Things were shaky for Retrovirus developer Cadenza Interactive for awhile. The Kickstarter campaign they launched for their cooperative six-degrees-of-freedom shooter failed due to burnout, not enough coverage, an unknown genre, who's to say, really. The reasons why don't matter as much as the fact that it did and that it didn't stop them. The small development team managed to press on, thanks to early copy sales through GameStop and the support of 6DoF fans, and released the game on Steam last month. We spoke with Matt Enright, one of the lead developers on the game, about how they managed it all, what challenges they faced, and what's next for them.
Co-Optimus: How's everything been since the release? Had any time to relax and catch up on sleep?
Matt Enright: The release crunch was replaced with a post-release support rush, but we ironed out many of the inevitable issues people reported within the first week. Now that we can focus on additional content, we can also relax the pace and catch up on everything that was put aside for the last few months, sleep included.
Co-Optimus: Let's just dive right into the big topic of this game's development: the failed Kickstarter. Back when we spoke with Dylan about the game and the Kickstarter, you all had plans to work with GameStop to help spread word about it. How did that go?
Matt: The Kickstarter campaign failed its target, but ended up helping us accomplish our main goals indirectly. The publicity push introduced the game to many people, especially the thousand backers who have continued to receive project updates. GameStop's support in selling the alpha allowed eager fans to gain early access to the game and give us feedback. Finally, investors discovered us and helped buy time to polish the game instead of releasing too early.
Co-Optimus: Would that have been enough had it not been for the surprising support from a fan? Were there other plans in place? What was the situation like for Cadenza?
Matt: We had already been working on Retrovirus for two years when the Kickstarter campaign went live, so we were prepared to finish the game, even if it meant some serious content and feature cuts. The support we received from fans, friends, and family allowed us to make the final changes that would otherwise have been patched in much later, without which many players would not have the intended experience.

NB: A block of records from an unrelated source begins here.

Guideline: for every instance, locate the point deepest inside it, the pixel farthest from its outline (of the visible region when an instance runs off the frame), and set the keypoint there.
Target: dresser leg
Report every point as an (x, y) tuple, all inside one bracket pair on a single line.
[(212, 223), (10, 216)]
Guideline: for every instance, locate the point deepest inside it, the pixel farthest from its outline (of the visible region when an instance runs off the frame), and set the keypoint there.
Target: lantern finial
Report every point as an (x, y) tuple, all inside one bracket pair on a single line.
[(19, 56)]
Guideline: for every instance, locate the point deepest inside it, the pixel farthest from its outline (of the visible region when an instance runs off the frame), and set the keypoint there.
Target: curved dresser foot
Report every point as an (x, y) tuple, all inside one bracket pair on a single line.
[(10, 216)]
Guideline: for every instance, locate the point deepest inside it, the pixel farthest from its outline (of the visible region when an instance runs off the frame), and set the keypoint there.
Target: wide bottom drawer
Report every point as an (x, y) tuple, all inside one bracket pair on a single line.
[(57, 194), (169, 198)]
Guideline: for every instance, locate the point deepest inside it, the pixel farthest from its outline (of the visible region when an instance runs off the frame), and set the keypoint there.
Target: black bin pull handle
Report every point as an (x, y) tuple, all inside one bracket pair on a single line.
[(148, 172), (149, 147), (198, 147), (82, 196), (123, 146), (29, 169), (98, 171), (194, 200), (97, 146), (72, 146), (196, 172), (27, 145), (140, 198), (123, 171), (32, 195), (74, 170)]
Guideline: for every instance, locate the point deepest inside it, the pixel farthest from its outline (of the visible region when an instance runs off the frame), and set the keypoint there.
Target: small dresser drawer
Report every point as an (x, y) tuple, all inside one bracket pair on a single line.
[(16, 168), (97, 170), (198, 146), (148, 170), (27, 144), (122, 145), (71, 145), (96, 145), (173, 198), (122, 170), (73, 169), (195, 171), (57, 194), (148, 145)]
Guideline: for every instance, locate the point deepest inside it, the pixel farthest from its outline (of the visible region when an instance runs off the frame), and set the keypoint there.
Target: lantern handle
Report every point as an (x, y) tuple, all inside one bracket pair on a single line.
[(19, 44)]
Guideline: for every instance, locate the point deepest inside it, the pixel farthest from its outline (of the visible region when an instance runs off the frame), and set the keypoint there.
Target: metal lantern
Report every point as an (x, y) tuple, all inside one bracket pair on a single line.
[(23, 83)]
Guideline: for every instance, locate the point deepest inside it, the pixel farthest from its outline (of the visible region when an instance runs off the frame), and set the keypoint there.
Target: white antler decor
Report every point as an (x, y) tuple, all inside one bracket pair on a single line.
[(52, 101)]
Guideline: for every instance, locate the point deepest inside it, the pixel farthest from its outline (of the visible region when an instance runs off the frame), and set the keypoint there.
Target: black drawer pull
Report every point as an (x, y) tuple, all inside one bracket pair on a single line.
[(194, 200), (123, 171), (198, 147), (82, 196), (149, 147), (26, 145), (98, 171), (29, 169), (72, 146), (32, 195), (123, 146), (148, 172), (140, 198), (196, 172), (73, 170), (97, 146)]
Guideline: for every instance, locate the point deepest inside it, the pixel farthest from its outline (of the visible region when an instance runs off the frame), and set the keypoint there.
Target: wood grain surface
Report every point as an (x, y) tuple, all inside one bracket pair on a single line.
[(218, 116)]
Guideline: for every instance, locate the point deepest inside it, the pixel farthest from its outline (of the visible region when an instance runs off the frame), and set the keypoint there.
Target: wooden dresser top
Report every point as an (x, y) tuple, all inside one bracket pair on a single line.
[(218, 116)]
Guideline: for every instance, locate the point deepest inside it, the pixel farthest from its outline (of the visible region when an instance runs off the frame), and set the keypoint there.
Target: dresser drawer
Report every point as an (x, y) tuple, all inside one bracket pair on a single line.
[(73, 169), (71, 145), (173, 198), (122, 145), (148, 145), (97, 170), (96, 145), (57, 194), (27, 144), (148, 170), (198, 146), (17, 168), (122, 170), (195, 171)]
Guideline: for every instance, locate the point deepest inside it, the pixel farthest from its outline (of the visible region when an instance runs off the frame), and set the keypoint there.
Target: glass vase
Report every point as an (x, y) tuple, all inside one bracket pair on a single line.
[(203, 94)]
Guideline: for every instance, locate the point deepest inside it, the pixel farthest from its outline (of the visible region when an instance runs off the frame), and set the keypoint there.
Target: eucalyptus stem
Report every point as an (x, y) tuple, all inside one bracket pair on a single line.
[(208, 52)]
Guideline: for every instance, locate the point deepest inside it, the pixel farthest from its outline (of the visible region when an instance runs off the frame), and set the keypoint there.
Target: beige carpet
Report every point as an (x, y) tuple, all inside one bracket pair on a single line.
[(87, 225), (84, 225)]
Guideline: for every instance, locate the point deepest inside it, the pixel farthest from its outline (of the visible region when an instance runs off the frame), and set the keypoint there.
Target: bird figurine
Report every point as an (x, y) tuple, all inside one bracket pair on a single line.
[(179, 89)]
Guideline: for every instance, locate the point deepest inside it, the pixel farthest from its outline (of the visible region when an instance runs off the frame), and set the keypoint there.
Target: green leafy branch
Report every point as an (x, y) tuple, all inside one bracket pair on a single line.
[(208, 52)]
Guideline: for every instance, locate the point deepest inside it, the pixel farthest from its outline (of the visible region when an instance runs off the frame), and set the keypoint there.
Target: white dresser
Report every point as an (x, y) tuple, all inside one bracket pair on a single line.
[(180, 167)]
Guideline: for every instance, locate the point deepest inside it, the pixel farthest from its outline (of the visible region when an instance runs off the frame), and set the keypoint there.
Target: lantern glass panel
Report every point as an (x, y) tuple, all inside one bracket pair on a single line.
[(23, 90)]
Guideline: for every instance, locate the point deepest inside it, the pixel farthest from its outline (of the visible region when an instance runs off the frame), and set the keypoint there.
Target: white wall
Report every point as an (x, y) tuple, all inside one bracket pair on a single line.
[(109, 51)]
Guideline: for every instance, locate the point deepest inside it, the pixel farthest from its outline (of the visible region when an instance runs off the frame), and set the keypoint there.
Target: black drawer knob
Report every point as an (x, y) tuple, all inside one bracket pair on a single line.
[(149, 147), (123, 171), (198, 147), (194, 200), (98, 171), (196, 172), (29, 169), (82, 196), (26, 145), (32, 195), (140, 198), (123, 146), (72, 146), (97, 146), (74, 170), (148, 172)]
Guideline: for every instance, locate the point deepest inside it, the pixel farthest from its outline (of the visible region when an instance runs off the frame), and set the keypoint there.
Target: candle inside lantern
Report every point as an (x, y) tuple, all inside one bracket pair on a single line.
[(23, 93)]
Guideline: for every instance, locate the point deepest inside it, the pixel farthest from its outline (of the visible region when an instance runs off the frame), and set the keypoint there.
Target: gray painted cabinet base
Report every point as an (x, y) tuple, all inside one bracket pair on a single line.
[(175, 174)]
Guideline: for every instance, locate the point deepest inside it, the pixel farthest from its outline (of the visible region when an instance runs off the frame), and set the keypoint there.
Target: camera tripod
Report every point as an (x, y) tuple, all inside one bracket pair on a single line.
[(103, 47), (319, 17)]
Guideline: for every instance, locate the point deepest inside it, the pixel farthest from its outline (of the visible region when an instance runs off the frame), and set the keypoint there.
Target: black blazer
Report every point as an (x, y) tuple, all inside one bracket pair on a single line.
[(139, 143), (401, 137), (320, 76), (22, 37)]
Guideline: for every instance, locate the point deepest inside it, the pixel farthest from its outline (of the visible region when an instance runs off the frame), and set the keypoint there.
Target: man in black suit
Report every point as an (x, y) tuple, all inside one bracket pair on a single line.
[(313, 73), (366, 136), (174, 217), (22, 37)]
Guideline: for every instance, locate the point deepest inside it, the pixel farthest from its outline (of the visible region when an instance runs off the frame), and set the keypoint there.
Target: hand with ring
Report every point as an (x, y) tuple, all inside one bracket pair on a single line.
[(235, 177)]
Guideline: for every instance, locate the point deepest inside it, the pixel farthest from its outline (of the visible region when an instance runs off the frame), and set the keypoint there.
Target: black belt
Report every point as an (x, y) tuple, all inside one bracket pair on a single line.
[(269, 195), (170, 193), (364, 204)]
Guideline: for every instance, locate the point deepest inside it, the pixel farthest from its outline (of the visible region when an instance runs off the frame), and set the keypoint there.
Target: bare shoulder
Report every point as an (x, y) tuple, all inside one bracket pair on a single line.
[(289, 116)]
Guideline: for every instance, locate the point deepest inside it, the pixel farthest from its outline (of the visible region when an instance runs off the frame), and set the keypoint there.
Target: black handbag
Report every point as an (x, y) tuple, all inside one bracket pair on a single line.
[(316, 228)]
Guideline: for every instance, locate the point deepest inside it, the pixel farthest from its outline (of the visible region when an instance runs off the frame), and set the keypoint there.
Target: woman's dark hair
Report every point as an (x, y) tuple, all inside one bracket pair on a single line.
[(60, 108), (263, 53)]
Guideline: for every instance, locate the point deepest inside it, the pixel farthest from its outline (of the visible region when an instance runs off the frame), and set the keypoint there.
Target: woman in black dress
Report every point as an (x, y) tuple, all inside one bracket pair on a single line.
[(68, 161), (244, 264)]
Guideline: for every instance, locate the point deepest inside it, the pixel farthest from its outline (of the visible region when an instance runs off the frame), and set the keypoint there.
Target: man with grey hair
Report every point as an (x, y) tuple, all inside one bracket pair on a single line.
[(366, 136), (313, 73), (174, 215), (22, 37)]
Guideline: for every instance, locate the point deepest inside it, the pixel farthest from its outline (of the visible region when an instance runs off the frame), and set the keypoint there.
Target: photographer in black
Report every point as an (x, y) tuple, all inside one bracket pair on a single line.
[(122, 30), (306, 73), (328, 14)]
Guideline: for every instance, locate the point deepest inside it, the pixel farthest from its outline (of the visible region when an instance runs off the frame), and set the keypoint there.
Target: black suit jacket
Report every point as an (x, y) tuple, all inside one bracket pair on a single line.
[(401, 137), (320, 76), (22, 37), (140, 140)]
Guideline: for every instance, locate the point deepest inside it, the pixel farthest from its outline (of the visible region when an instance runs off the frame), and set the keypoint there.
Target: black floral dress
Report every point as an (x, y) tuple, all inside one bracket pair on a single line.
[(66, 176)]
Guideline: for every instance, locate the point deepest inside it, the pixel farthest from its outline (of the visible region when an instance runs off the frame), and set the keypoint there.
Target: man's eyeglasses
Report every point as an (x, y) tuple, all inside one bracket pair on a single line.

Co-Optimus: During that time, was the focus just to get as much done as possible and hope you could get something close to complete to release?
Matt: Exactly. We are passionate about what we do and will always find a way to go on making games. Many companies have failed by not being willing to make the sacrifices that are needed to follow through and finish their projects. We are fortunate to be surrounded by people who understand and support our efforts.
Co-Optimus: I'm glad that you all were able to get it done and released, and it definitely seems to be getting some good praise. We've certainly been enjoying the co-op aspect. What lessons did you take away from Sol Survivor when it comes to developing a co-op game?
Matt: In our experience, games always become better when players can team up to face the challenges. Players love to express their gaming triumphs, and it's all the better when someone was there to share and experience it. For that reason, it was important to ensure that the whole campaign could support multiple players, rather than relegating it to alternate levels. We did learn that some co-op modes are better than others, however. The option to split turret and support duties between players in Sol Survivor didn't give a complete experience to either player, so there are no artificial limitations to player abilities in Retrovirus's co-op mode.